What's
PhD Themes 2024: Scientific Machine Learning
Supervising team: Viera Rozinajová (supervisor, KInIT), Anna Bou Ezzeddine (KInIT), Gabriela Grmanová (KInIT)
Key words: Machine learning models, scientific machine learning, knowledge representation, transfer learning, energy domain, environment
For decades, the behavior of systems in the physical world has been modeled by numerical models based on the vast scientific knowledge about the underlying natural laws. However, the increasing capabilities of machine learning algorithms are starting to disrupt this landscape. With large enough datasets, they can learn the recurring patterns in the data.
However, a pure machine learning model usually has poor interpretability, needs a lot of data to train which can be hard to come by in many scientific domains, and might not be able to generalize properly. These concerns are being addressed by the field of scientific machine learning (SciML) – an emerging discipline within the data science community. It introduces scientific domain knowledge into the learning process. SciML aims to develop new methods for scalable, robust, interpretable and reliable learning.

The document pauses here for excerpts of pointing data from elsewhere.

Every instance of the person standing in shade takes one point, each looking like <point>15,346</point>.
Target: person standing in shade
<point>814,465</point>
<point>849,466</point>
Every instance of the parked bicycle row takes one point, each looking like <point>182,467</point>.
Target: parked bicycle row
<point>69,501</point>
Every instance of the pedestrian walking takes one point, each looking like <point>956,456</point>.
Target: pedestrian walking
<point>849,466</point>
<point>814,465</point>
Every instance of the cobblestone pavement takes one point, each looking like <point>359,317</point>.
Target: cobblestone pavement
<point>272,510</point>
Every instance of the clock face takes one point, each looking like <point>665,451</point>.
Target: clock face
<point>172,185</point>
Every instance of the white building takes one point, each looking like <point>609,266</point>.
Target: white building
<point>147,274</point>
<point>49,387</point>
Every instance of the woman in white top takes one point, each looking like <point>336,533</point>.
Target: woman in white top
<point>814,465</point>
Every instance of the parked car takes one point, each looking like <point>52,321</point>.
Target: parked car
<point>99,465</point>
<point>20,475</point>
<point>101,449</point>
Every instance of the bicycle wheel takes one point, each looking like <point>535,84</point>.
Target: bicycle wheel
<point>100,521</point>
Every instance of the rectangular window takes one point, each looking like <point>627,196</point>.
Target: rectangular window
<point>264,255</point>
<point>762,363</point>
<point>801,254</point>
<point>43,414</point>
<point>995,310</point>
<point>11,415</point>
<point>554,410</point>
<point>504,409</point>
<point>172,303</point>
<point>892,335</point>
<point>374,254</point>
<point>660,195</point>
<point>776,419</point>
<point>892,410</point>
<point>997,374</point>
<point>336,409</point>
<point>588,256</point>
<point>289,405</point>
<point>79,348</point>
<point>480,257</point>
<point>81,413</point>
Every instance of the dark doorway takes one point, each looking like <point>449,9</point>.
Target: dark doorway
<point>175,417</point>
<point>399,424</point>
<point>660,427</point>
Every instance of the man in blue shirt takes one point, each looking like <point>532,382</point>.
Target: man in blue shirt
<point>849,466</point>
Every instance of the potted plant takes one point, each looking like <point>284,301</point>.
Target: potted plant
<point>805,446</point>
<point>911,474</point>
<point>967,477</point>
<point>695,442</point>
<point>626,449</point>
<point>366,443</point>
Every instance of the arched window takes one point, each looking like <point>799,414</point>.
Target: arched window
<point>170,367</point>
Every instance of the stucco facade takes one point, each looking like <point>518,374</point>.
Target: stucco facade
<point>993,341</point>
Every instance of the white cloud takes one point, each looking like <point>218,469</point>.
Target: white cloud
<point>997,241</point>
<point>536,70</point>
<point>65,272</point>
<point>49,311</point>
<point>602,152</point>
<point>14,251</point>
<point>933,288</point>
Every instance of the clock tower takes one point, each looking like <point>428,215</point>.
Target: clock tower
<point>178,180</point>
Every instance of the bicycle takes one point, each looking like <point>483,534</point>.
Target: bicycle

Physics-informed neural networks are a part of SciML – we include the physical constraints in the model through appropriate loss functions or tailored interventions into the model architecture. Through physics-informed machine learning, we can create neural network models that are physically consistent, data efficient, and trustworthy.
The goal of the research is to explore how to incorporate scientific knowledge into the machine learning models, thus creating hybrid models based on SciML principles that include both data-driven and domain-aware components. The research could also be directed towards a combination of SciML and transfer learning (that reuses a pre-trained model on a new problem). The aim of such a combination is to take advantage of both approaches.

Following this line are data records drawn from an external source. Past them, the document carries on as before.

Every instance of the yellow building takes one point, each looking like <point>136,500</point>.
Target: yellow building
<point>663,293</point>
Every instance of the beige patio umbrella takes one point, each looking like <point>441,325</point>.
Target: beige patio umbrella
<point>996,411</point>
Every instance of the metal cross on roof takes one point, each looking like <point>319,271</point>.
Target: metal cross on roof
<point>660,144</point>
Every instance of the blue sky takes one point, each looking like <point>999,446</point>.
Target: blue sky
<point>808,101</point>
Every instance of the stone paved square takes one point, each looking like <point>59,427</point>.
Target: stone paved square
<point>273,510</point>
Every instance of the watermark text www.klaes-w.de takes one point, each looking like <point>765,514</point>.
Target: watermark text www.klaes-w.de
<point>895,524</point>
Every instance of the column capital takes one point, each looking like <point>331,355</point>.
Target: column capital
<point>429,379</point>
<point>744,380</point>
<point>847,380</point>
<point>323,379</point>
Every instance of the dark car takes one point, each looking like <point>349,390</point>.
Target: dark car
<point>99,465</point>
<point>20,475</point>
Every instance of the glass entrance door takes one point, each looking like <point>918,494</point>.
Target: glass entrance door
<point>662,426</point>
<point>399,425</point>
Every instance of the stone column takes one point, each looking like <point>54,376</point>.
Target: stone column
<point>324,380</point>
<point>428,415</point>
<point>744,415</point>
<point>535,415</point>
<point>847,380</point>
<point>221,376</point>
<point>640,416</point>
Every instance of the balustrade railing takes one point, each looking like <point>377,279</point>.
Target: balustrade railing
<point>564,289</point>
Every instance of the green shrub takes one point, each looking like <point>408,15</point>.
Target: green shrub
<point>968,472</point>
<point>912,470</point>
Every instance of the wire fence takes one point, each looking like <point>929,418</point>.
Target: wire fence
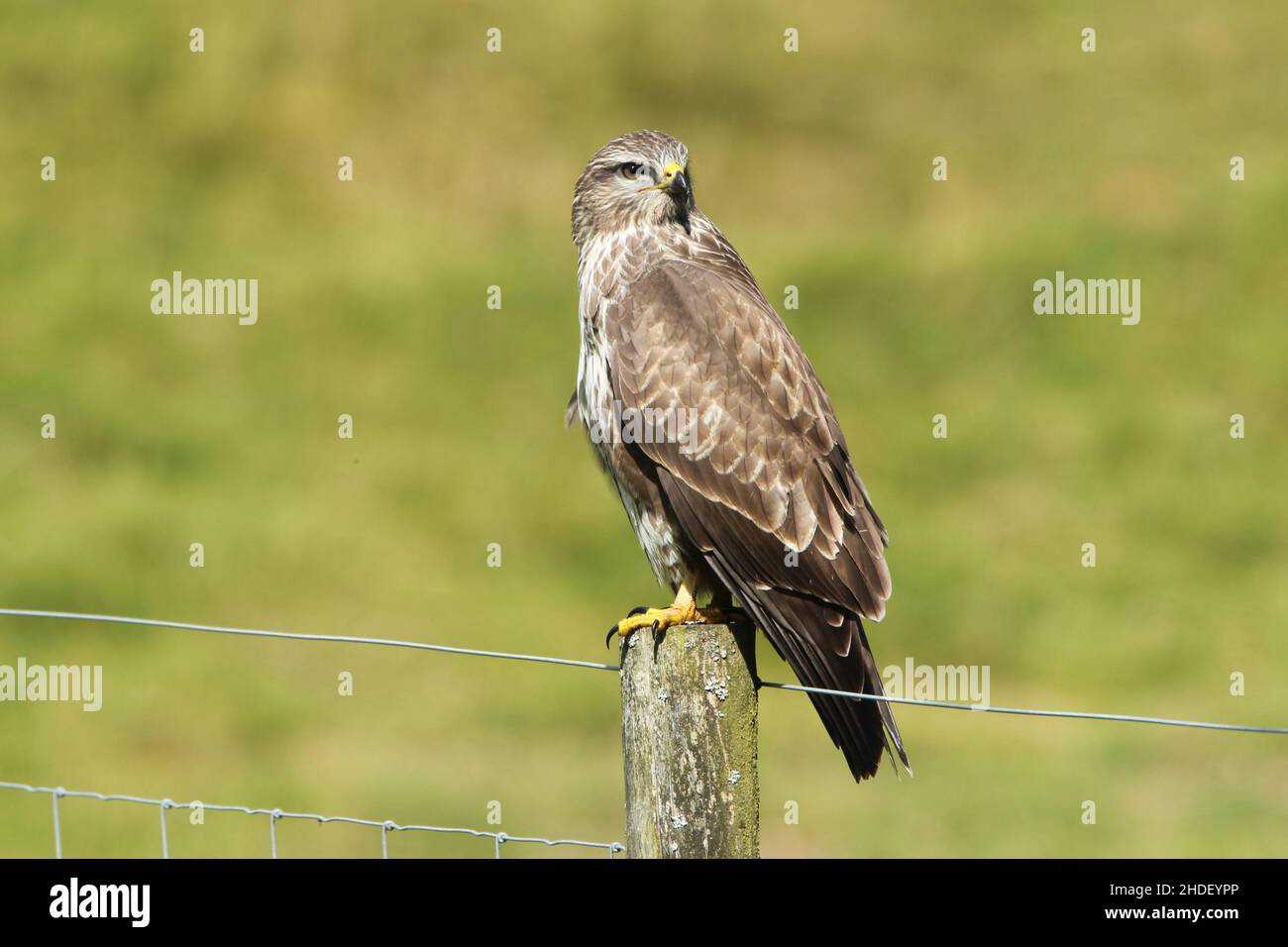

SciML can be applied in many domains – we focus mainly on power engineering, e.g. supporting the adoption of renewables and on Earth science with emphasis on positive environmental impact improving climate resilience, but any other domain could be selected.
Relevant publications:
- Kloska, M., Rozinajova, V., Grmanova, G. Expert Enhanced Dynamic Time Warping Based Anomaly Detection. Expert Systems with Applications (2023) https://arxiv.org/pdf/2310.02280.pdf
- Pavlik, P., Rozinajova, V., Bou Ezzeddine, A. Radar-Based Volumetric Precipitation Nowcasting: A 3D Convolutional Neural Network with UNet Architecture. Workshop on Complex Data Challenges in Earth Observation 2022 at CAI-ECAI (2022) https://ceur-ws.org/Vol-3207/paper10.pdf
The research will be performed at the Kempelen Institute of Intelligent Technologies (KInIT, https://kinit.sk) in Bratislava in cooperation with industrial partners or researchers from highly respected research units from abroad. A combined (external) form of study and full employment at KInIT is expected.
Supervising team
Viera Rozinajová is an expert researcher at KInIT. She is focusing on intelligent data analysis, particularly predictive modeling, cluster analysis, anomaly detection and optimization. Before her employment at KInIT, she worked as an associate professor at the Faculty of Informatics and Information Technologies at the Slovak University of Technology in Bratislava, where she headed up the Big Data Analysis group. She has authored/co-authored more than 70 publications in scientific journals and conferences and has participated in more than 25 national and international research projects and has led several of them.
Anna Bou Ezzeddine is an expert researcher at KInIT focusing on artificial intelligence, machine learning and probabilistic modeling. She has rich experience in nature-inspired computing. In particular, she used nature-inspired computing to help develop a forecasting system that could predict a country’s macroeconomic development. Before her employment at KInIT, she worked in the Faculty of Informatics and Information Technologies at the Slovak University of Technology in Bratislava as an associate professor, where she supervised more than 80 successful Bachelor’s and Master’s theses.
Gabriela is a senior researcher focusing on artificial intelligence, machine learning, data mining and probabilistic modeling. She has applied her research to energy production and consumption forecasting, microgrid optimization and flow cytometry data analysis.